8. Ainda é bastante comum nos deparamos com petições que utilizam o acervo jurisprudencial de forma bastante aleatória e desorganizada. Sem contar que não é rara a manipulação arbitrária dos precedentes, mediante o uso seletivo de decisões judiciais que corroboram a tese defendida em juízo, ignorando a existência dos desfavoráveis, ainda que sejam vinculantes. Todavia, esse manuseio irresponsável e atécnico dos precedentes não está condizente com o atual modelo de processo, que preza pela cooperação entre os sujeitos processuais (art. 6°, CPC) e pela boa-fé objetiva (art. 5°, CPC).

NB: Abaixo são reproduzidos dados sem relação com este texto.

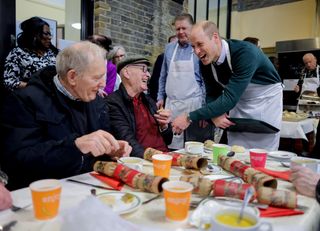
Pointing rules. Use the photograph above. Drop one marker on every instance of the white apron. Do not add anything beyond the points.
(183, 92)
(261, 102)
(310, 84)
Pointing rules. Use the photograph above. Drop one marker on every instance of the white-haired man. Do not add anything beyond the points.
(57, 125)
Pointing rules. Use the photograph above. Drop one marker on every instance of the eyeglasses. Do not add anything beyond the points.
(142, 67)
(46, 33)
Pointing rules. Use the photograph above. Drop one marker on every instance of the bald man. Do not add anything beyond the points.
(310, 77)
(240, 80)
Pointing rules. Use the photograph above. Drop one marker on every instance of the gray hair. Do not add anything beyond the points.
(114, 51)
(78, 57)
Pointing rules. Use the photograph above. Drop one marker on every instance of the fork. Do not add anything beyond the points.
(195, 204)
(153, 198)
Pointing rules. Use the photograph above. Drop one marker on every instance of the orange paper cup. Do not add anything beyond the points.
(45, 198)
(177, 196)
(161, 165)
(258, 157)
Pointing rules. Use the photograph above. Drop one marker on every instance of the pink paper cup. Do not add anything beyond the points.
(258, 157)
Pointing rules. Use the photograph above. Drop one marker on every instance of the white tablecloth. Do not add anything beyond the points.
(297, 130)
(151, 214)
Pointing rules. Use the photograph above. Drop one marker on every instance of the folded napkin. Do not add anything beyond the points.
(116, 184)
(277, 174)
(279, 212)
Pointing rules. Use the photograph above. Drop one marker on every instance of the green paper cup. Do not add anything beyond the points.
(219, 149)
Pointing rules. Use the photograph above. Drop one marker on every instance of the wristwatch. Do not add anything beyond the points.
(188, 118)
(3, 178)
(318, 191)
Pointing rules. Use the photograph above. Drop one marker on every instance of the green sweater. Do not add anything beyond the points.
(249, 65)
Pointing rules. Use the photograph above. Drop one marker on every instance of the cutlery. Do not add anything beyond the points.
(17, 208)
(92, 185)
(153, 198)
(251, 204)
(7, 226)
(225, 200)
(195, 204)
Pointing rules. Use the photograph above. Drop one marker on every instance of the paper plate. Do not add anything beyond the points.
(115, 201)
(281, 155)
(209, 207)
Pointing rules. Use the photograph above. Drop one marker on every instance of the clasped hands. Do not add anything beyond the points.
(101, 142)
(181, 122)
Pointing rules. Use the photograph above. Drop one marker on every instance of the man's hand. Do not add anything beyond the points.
(5, 198)
(124, 150)
(222, 121)
(163, 117)
(180, 123)
(101, 142)
(304, 179)
(160, 104)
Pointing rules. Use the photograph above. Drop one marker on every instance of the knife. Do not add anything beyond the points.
(7, 227)
(93, 185)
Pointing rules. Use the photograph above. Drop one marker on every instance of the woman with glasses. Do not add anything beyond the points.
(34, 51)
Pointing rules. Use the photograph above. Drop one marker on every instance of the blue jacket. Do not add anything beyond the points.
(40, 126)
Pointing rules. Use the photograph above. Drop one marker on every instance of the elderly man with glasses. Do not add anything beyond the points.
(133, 114)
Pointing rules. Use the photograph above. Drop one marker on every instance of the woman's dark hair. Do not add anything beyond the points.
(252, 40)
(31, 28)
(101, 40)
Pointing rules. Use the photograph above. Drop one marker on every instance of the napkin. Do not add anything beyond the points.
(278, 174)
(279, 212)
(116, 184)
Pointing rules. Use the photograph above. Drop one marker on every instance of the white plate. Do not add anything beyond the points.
(120, 206)
(281, 155)
(209, 207)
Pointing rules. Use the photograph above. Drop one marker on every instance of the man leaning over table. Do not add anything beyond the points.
(57, 127)
(240, 80)
(133, 114)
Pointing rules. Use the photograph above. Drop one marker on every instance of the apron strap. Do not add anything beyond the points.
(225, 46)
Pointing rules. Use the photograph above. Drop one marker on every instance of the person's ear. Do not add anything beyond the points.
(71, 77)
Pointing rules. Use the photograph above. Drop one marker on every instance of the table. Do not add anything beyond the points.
(297, 130)
(150, 215)
(298, 137)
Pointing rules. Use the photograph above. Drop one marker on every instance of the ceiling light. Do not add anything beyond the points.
(76, 25)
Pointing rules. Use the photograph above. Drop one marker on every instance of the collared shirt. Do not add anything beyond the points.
(183, 53)
(222, 55)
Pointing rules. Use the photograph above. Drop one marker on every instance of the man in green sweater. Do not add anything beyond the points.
(240, 80)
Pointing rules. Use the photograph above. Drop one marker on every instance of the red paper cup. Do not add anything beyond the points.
(258, 157)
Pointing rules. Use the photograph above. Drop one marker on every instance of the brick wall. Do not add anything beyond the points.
(243, 5)
(141, 26)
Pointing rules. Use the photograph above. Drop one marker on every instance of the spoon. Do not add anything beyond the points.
(247, 196)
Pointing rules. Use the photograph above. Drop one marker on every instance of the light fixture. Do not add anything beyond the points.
(76, 25)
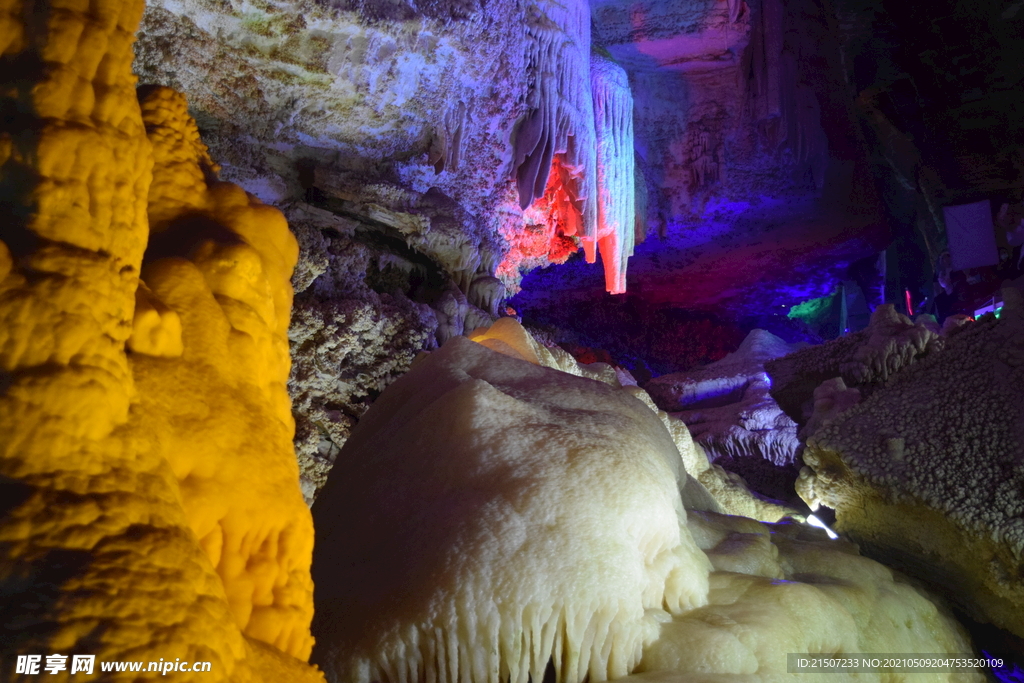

9. O “dever de argumentação qualificada” inclui também a obrigação de exercer uma litigância atualizada. Os advogados devem realizar pesquisas jurisprudenciais para verificar se já há precedente vinculante sobre a matéria posta em juízo. O referencial de atuação deve ser o art. 927 do CPC, mesmo porque nos precedentes arrolados neste artigo costuma ocorrer uma ampla publicização do entendimento consolidado. Ou seja, não se pode tolerar o desconhecimento ou a omissão intencional a respeito da existência dos precedentes considerados vinculantes no ordenamento pátrio.
10. Além disso, argumentar por precedente é muito mais do que colacionar ementas ou transcrever decisões. A utilização adequada do precedente exige que se faça o devido cotejo entre o caso presente e o do precedente, demonstrando a viabilidade da extensão da ratio decidendi, em decorrência da similitude das situações jurídicas. E, quem busca o afastamento de precedente aparentemente aplicável, tem a incumbência de realizar as técnicas de distinção ou de superação, conforme o caso.
11. O desrespeito ao “dever de argumentação qualificada” poderá ensejar o reconhecimento de ato de litigância de má-fé. Basta uma leitura atenta do art. 80 do CPC para verificar que é possível enquadrar em diversos incisos (I, V, VI e VII) aquele que infringe o “dever de argumentação qualificada”, a depender do ato ou omissão praticada. Nesse panorama, a aplicação do instituto da litigância de má-fé pode representar uma eficiente ferramenta para coibir a afronta ao “dever de argumentação qualificada”.
12. O grande problema é que a litigância de má-fé não costuma ser repreendida com rigorismo pelo Judiciário, que, em muitas ocasiões, deixa de assumir uma postura mais combativa diante de condutas processuais flagrantemente abusivas. Não pode haver complacência com postulações infundadas e repetitivas quando os Tribunais já tiverem firmado posicionamento em precedente vinculante. Aqueles que manipulam o repertório jurisprudencial na defesa dos seus interesses pessoais devem ser penalizados financeiramente, a ponto de desestimular a litigância quando inexistirem argumentos para a superação ou distinção dos precedentes aplicáveis ao caso.
13. Enfim, para que se colham os frutos esperados com a instituição do sistema de precedentes obrigatórios é essencial que a advocacia brasileira assuma uma postura mais técnica e comprometida diante dos precedentes, estruturando racionalmente seus argumentos e utilizando o repertório jurisprudencial com eticidade e boa-fé, de modo a satisfazer o “dever de argumentação qualificada”.